Piégeages des adultes

Si l’attaque d’aleurodes n’en est qu’à ses prémices, on peut utiliser des bandes de carton de couleur jaune et recouvert de glu ou de miel ou, à défaut, de l’adhésif de couleur jaune. Ces dispositifs à accrocher dans la serre ou directement sur les plantes n’est efficace qu’en début d’attaque. Attention ! La couleur jaune n’attire pas que les aleurodes mais une grande partie des insectes. Vous risquez donc de tuer sans le vouloir des insectes utiles (prédateurs, pollinisateurs…).

Traitements naturels

  • Eau savonneuse : de l’eau savonneuse (savon noir) additionnée de quelques gouttes d’huile végétale est une bonne solution insecticide à appliquer en pulvérisation.
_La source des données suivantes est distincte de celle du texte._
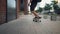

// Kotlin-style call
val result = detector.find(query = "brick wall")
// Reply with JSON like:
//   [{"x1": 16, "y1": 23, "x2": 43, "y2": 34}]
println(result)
[{"x1": 0, "y1": 0, "x2": 6, "y2": 24}]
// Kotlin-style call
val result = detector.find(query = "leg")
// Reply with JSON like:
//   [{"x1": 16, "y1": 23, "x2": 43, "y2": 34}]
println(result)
[{"x1": 30, "y1": 3, "x2": 39, "y2": 17}]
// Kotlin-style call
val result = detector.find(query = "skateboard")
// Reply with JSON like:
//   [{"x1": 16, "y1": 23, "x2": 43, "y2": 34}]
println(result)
[{"x1": 33, "y1": 17, "x2": 41, "y2": 22}]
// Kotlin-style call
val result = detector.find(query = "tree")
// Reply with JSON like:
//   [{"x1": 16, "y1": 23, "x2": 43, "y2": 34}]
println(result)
[{"x1": 37, "y1": 7, "x2": 43, "y2": 13}]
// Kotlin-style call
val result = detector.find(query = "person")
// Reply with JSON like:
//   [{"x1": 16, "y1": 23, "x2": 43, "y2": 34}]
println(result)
[{"x1": 30, "y1": 0, "x2": 41, "y2": 19}]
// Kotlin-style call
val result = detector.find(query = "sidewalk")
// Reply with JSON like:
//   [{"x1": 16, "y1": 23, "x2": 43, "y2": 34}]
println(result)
[{"x1": 0, "y1": 15, "x2": 60, "y2": 34}]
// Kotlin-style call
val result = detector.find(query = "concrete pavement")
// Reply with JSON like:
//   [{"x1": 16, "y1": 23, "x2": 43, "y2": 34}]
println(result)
[{"x1": 0, "y1": 15, "x2": 60, "y2": 34}]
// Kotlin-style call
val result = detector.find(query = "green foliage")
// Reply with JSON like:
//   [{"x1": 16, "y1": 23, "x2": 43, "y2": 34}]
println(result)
[
  {"x1": 37, "y1": 7, "x2": 43, "y2": 13},
  {"x1": 44, "y1": 4, "x2": 52, "y2": 10}
]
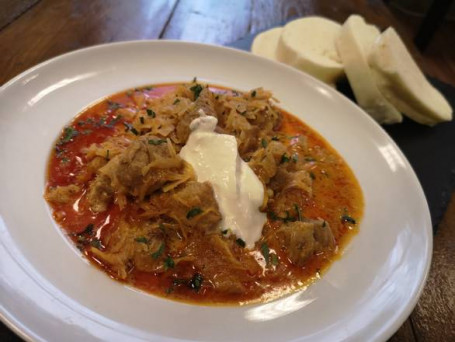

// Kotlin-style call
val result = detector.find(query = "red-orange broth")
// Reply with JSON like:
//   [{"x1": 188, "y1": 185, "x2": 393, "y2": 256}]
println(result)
[{"x1": 46, "y1": 84, "x2": 363, "y2": 304}]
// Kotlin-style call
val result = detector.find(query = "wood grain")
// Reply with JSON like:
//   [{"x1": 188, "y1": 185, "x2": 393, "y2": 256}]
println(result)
[
  {"x1": 0, "y1": 0, "x2": 176, "y2": 84},
  {"x1": 411, "y1": 193, "x2": 455, "y2": 341},
  {"x1": 0, "y1": 0, "x2": 39, "y2": 30},
  {"x1": 163, "y1": 0, "x2": 251, "y2": 44}
]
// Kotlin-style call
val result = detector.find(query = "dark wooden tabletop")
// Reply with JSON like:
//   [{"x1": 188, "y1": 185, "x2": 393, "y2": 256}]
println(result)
[{"x1": 0, "y1": 0, "x2": 455, "y2": 341}]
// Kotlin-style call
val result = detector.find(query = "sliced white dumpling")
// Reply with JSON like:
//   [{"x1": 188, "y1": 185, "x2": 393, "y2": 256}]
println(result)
[
  {"x1": 369, "y1": 27, "x2": 452, "y2": 126},
  {"x1": 276, "y1": 17, "x2": 344, "y2": 84},
  {"x1": 336, "y1": 15, "x2": 403, "y2": 124},
  {"x1": 251, "y1": 27, "x2": 283, "y2": 60}
]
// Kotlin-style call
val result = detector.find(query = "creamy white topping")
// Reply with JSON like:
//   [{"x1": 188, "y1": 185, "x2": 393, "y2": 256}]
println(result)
[{"x1": 180, "y1": 112, "x2": 267, "y2": 248}]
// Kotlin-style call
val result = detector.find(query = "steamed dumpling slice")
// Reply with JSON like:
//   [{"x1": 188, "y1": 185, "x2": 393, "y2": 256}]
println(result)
[
  {"x1": 336, "y1": 15, "x2": 402, "y2": 124},
  {"x1": 276, "y1": 17, "x2": 344, "y2": 84},
  {"x1": 251, "y1": 27, "x2": 283, "y2": 60},
  {"x1": 370, "y1": 27, "x2": 452, "y2": 126}
]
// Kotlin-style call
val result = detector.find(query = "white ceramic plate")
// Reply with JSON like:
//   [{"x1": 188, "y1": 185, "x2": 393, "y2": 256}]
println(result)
[{"x1": 0, "y1": 41, "x2": 432, "y2": 341}]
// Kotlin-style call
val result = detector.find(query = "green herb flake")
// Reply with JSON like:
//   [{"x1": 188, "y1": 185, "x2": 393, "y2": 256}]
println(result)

Le savon noir fait se détacher les larves et les œufs tandis que l’huile les étouffe.
  • Huile essentielle de Géranium rosat (Pelargonium X asperum) : cette huile essentielle est un insecticide efficace contre les aleurodes. 20 gouttes de cette huile essentielle diluées dans un litre d’eau est suffisant pour une pulvérisation sous les feuilles ;
  • Badigeon d’huile : s’il y a peu de larves d’aleurodes sur votre plante, vous pouvez tenter de passer un pinceau trempé dans de l’huile végétale sous les feuilles pour les enlever.

Répulsifs efficaces

  • Purin d’ortie : en plus de renforcer les défenses de la plante attaquée, le purin d’ortie est efficace comme répulsif contre les aleurodes ;
  • Tagètes, basilic et Arnica : ces trois plantes dégagent une odeur qui repousse les aleurodes. Mais il convient de les planter avant une attaque conséquente.

Bon à savoir

Les aleurodes détestent la fraicheur (10 °C) et l’humidité. Pour prévenir une éventuelle attaque de ces insectes, vous pouvez déplacer vos plantes d’intérieur à l’extérieur ou ouvrir grand vos châssis et votre serre lorsqu’il fait frais et qu’il pleut. Attention cependant au choc thermique pour vos plantes.

Le saviez-vous ?

  • Le nom « aleurode » provient d’un mot grec qui signifiait « farine de froment » en rapport avec la « poussière » blanche recouvrant les ailes et le corps des mouches blanches ;
  • Les aleurodes ont été jadis classés dans l’ordre des lépidoptères, c’est-à-dire, les papillons par Carl von Linné ;
  • Une étude de 2019 a démontré que les aleurodes étaient capables de « pirater » le système de défense des plantes attaquées. Ces dernières envoient alors des signaux chimiques affaiblissant les microorganismes censés s’attaquer aux aleurodes. Les mouches blanches ont alors le champ libre pour sucer la sève de la plante.
  • Les aleurodes résistent à de nombreux insecticides chimiques car les œufs et les larves sont protégés par une couche cireuse. Seuls les adultes sont alors touchés. Les seuls insecticides efficaces en culture sont des insecticides systémiques, c’est-à-dire, véhiculé par la sève.